Average workforce size - Hispanic workers only

total = d$H/10**6
years = d$Y
names(total) = years
bush = "brown"
obama = "orange"
trump = "gold"
biden = "navy"
p = c(rep(bush,6),rep(obama,8),rep(trump,4),rep(biden,3))
plot(years,total,pch=16,col=p,main="Hispanic American workforce 2003 - 2023",
     ylab="millions",xlab="years",las=1,ylim=c(18,33))

Each point is a an annual average of the number of Hispanic Americans in the American workforce. Points are color-coded to indicate the Presidential administration at the time, for context.

Color code:

  • Brown - Bush,
  • Orange - Obama,
  • Gold - Trump,
  • Navy - Biden.

This plot shows that the sub-population grew at what appears to be the same rate every year, with a flattening in 2009 - 2010 and a small decline in 2020. This pattern tracks with the pattern we noticed in the total workforce plot, except that the dips in population in the 2008 and 2020 time periods are not as severe.

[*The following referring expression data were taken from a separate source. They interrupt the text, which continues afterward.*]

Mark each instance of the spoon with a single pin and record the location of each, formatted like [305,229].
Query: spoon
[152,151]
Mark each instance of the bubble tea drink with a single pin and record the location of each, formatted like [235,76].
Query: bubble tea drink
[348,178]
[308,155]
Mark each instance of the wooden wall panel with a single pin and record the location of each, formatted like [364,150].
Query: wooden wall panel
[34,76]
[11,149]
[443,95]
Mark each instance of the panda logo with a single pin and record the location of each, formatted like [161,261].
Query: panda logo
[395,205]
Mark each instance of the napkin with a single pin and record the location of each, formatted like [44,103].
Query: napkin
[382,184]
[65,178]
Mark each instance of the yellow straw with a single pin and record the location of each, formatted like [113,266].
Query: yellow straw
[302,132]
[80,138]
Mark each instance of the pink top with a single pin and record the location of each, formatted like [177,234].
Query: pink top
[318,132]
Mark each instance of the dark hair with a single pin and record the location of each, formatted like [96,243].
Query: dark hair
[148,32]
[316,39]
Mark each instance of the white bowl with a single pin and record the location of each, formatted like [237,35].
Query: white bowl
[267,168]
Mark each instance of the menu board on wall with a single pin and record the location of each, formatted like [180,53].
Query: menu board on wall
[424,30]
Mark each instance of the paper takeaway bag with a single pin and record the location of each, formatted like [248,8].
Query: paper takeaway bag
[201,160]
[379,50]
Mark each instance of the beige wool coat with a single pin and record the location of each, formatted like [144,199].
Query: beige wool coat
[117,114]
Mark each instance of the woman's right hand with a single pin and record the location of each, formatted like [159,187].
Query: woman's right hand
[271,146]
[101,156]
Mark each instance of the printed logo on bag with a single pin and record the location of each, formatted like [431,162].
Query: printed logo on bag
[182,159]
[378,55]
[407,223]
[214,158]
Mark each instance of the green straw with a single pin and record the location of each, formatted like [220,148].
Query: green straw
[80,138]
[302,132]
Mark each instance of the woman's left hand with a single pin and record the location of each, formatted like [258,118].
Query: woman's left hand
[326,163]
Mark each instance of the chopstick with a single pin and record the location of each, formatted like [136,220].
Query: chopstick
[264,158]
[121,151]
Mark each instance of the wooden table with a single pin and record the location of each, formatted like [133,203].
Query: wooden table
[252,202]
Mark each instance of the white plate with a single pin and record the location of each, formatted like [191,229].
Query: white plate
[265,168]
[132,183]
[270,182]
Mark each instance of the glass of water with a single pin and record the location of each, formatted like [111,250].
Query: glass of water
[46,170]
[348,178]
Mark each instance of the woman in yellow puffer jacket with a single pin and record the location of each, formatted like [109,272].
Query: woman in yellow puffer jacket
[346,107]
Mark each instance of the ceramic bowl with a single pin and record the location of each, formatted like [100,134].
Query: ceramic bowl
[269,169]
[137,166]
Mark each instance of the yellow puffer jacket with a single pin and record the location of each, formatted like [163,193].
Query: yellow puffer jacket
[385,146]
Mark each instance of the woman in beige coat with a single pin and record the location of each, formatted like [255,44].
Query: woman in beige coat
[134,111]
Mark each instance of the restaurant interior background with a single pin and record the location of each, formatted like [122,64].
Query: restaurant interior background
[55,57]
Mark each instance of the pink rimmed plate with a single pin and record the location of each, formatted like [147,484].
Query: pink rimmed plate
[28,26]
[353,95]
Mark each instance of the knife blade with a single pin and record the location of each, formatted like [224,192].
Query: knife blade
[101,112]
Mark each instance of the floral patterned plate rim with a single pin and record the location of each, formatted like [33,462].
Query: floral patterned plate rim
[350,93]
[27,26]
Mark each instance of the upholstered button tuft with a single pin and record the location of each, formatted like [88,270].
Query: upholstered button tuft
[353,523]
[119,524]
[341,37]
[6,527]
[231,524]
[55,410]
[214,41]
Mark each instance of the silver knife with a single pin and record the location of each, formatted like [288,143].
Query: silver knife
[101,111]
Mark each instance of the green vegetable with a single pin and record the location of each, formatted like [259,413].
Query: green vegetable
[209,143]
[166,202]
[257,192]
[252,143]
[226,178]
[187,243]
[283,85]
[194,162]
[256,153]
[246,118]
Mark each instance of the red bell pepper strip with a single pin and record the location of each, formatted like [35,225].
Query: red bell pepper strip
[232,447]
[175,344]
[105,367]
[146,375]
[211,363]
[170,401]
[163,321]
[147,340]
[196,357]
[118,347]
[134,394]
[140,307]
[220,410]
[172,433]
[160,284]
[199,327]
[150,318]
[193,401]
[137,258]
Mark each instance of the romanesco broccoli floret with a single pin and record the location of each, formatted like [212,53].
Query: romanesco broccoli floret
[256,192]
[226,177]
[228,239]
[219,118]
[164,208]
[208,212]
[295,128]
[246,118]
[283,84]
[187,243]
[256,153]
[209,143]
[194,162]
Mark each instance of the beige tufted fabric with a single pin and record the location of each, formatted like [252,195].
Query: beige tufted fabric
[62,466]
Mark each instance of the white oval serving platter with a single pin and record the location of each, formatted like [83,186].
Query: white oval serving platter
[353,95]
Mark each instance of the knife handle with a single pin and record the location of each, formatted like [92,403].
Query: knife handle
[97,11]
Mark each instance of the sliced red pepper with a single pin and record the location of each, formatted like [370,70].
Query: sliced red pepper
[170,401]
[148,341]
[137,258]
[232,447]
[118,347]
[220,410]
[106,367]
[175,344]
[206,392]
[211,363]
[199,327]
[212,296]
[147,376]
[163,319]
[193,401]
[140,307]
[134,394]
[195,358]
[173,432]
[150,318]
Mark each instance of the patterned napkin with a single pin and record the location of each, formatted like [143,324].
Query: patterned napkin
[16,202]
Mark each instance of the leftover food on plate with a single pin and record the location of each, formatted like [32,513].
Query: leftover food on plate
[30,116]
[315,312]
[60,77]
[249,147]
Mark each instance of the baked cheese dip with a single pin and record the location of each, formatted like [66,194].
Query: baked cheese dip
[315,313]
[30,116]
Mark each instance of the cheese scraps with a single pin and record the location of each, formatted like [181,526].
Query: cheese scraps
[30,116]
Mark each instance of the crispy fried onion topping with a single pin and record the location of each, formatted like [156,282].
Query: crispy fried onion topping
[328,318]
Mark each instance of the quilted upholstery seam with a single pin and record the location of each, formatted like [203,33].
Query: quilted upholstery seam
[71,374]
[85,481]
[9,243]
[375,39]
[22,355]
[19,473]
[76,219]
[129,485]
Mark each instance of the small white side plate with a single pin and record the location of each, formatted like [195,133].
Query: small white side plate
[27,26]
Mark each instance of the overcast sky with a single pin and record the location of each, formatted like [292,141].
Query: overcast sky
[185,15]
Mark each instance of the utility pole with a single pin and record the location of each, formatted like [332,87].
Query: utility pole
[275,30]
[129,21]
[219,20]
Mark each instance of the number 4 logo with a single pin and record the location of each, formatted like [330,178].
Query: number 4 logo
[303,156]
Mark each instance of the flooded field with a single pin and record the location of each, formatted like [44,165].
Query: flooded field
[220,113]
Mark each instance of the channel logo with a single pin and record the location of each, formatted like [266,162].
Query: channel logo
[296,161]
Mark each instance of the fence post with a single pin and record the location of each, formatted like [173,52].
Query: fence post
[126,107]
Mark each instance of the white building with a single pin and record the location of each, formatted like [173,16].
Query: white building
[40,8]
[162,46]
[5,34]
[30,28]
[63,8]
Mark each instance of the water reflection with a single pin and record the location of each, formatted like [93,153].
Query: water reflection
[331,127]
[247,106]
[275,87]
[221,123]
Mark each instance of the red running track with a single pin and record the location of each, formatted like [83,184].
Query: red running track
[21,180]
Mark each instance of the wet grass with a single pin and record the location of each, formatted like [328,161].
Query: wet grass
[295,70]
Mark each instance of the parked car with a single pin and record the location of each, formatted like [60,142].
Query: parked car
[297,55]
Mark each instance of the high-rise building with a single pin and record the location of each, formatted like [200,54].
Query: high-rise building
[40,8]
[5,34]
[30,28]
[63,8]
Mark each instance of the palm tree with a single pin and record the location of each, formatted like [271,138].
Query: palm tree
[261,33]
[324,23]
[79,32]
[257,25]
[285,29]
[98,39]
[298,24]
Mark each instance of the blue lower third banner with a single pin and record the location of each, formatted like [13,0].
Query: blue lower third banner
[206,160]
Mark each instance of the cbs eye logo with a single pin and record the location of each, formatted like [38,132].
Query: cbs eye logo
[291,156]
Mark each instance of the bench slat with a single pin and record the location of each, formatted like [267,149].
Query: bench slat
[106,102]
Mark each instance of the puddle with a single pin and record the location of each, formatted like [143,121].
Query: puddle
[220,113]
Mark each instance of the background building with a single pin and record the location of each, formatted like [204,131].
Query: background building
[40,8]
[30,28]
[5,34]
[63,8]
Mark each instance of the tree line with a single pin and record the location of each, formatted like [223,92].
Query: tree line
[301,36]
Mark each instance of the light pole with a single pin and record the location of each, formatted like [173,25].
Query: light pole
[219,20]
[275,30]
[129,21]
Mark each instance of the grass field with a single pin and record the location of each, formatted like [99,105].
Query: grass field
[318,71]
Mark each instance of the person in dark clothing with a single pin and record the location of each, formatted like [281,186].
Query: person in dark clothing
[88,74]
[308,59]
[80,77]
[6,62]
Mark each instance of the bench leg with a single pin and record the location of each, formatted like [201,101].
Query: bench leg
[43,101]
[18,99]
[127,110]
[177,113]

Hispanic workforce, as a percentage

Are there any obvious trends we can spot with respect to the percentage of workers who are Hispanic in the United States?

Calculate percentages of Hispanic workers:

percents = round(d$H/(d$H+d$N)*100,digits=1)
years = d$Y
names(percents) = years
bush = "brown"
obama = "orange"
trump = "gold"
biden = "navy"
p = c(rep(bush,6),rep(obama,8),rep(trump,4),rep(biden,3))
plot(years,percents,pch=16,col=p,main="Hispanic American workforce, 2003 - 2023",
     ylab="percent of the total workforce",xlab="years",las=1)

The above plot shows that the percentage of workers in America who are Hispanic has been rising every year, in a nearly straight line pattern, broken only by a lower-than-trend value for 2011.